Roodman has also published a number of influential papers about the impact of international aid on development. His non-technical paper, Guide for the Perplexed, offers an accessible discussion of the most influential studies that attempt to quantify how international aid affects country-level outcomes such as economic growth and school attendance rates. Prior to this review, Roodman coauthored a 2004 American Economic Review paper  with Bill Easterly and Ross Levine that challenged the findings of World Bank economists Craig Burnside and David Dollar that aid leads to positive growth in the context of a good policy environment. When Burnside and Dollar’s paper was published in 2000, it had enormous policy implications, as it implied that foreign aid should be selectively distributed to countries with sound fiscal, monetary and trade policies. By updating the dataset used in the original analysis to include data up to 1997, Roodman and his coauthors found that the World Bank economists’ conclusions were not robust.

Roodman’s masterful understanding of data and his meticulous approach to policy analysis has also reshaped an important discussion around the fungibility of health aid.  In April 2010, Roodman critiqued a paper published by a team of authors from the Institute for Health Metrics and Evaluation (IHME) which claimed that health aid is highly fungible – that is, governments who receive health aid cut their own spending in this area, effectively siphoning off money designated for health to other uses. When two Stanford scholars published a paper similarly suggesting the original work was significantly flawed, Roodman took on that paper with a fine-toothed comb as well. He discovered that the Stanford scholars’ work itself included a flawed analysis of the data (which had been missed by the journal's editors and peer reviewers). Based on Roodman’s observations, the two Stanford authors acknowledged their mistake and retracted the paper.

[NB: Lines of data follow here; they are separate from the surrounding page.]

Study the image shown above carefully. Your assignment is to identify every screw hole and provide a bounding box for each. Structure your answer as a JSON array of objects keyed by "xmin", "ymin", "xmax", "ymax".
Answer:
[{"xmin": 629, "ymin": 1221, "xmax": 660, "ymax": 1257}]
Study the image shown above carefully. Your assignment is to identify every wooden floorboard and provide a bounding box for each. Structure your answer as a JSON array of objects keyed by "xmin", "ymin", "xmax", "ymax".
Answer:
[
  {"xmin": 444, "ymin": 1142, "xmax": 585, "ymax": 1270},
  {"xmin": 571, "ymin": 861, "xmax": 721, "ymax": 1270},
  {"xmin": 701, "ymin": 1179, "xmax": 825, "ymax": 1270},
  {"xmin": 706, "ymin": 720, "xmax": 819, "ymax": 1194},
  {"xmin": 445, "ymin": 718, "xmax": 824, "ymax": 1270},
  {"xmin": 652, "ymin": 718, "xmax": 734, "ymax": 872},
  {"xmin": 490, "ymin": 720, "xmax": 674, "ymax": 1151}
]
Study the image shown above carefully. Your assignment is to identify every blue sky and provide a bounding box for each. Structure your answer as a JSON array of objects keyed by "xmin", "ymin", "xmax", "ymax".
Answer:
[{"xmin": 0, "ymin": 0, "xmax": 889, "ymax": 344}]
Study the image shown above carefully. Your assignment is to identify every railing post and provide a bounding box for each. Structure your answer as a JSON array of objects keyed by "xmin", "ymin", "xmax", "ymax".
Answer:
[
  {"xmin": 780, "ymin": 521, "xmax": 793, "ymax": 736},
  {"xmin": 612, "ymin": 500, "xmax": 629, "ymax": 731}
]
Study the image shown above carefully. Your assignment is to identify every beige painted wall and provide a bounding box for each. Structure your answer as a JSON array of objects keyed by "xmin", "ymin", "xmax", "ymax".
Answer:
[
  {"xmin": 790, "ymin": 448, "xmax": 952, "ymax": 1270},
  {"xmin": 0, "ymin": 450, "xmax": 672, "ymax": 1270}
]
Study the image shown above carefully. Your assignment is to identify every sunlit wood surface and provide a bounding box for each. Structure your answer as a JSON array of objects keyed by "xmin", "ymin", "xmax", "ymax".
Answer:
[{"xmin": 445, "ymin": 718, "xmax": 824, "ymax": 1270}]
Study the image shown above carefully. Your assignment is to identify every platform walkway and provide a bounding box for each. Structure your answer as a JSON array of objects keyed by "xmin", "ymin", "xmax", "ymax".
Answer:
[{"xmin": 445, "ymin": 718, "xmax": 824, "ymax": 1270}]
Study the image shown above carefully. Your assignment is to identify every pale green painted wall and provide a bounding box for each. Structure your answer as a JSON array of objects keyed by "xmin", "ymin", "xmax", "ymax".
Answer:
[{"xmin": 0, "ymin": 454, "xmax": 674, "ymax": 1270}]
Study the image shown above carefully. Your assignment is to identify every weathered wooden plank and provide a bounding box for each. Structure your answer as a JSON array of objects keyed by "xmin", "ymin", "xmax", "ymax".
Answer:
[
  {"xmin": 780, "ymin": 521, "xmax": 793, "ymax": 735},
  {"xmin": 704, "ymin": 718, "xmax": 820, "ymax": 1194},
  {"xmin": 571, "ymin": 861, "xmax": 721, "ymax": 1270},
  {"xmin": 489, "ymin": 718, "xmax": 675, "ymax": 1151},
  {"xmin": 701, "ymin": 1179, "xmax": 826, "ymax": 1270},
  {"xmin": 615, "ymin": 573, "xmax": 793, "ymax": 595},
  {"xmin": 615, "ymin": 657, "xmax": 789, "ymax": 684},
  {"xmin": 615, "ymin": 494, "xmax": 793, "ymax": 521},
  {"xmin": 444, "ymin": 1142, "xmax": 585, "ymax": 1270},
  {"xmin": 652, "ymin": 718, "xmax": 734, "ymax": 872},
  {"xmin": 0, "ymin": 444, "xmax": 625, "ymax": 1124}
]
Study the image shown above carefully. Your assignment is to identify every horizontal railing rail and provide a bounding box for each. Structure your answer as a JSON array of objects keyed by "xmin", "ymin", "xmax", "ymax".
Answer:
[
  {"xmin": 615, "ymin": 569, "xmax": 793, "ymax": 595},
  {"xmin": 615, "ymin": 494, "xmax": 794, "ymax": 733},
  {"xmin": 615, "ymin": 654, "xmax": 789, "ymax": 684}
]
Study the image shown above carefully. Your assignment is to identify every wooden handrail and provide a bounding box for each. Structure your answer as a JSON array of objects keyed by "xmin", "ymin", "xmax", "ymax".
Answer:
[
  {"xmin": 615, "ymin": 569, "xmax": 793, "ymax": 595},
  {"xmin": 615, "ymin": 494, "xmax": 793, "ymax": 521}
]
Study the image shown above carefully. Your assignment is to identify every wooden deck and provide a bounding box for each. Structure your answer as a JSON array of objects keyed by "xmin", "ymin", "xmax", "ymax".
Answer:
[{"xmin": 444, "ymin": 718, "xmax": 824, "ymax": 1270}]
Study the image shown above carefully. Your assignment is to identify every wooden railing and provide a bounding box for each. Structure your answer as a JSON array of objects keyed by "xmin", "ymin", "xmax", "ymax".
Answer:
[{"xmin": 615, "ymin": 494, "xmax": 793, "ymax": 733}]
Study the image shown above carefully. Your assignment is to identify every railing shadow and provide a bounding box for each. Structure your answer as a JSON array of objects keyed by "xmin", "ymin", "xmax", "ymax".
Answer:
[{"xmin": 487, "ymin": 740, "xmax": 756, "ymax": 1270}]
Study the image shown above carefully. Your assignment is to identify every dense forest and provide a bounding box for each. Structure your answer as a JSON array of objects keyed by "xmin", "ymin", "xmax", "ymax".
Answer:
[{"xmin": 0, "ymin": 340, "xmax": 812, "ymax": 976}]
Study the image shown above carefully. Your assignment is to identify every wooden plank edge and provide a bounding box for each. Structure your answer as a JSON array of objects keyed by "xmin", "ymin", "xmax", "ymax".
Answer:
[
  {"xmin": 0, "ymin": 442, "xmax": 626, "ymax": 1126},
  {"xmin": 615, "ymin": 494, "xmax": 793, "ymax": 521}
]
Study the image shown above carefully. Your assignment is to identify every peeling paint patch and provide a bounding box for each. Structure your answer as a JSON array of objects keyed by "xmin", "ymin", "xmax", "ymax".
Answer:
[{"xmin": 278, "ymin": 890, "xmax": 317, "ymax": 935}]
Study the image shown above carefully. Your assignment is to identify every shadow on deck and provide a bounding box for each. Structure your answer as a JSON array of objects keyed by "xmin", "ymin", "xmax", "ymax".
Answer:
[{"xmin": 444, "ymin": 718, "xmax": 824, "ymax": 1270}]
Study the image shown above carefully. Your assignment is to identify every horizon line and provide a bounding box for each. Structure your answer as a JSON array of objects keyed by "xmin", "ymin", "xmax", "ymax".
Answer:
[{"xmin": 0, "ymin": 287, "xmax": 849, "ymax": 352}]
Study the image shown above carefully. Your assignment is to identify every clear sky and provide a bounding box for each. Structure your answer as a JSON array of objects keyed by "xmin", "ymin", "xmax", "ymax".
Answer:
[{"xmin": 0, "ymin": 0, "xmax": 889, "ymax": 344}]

In addition to his body of work on policy questions, Roodman has contributed significantly to the field of econometrics. Among econometricians, Roodman is best known for his computer program xtabond2, which is one of the most popular add-ons for the commercial statistics program, Stata. He has also written a number of influential papers (for instance this one) about econometrics, establishing him as an expert on analyzing and interpreting complex data sets.

Even before Due Diligence met with such acclaim, Roodman had made a splash in the microfinance sector with a working paper coauthored with FAI’s Jonathan Morduch, The Impact of Microcredit on the Poor in Bangladesh: Revisiting the Evidence. In this paper, Roodman and Morduch reevaluate a prominent microcredit study and conclude that the analysis does not convincingly prove that microcredit improves households’ financial wellbeing because it fails to rule out reverse causation. The authors show that a positive correlation between microcredit and household spending may simply be due to the fact that richer households borrow more. The paper calls into question a fundamental piece of evidence that had been used to buttress the marketing of microcredit as a high-impact intervention. The paper touched off a great deal of controversy over the proper methods to analyze the data set and critique results. You can read a good summary of that somewhat esoteric debate here. It's a great illustration of Roodman's ability to not just understand complex data sets, but to explain the issues simply so that non-experts can follow along.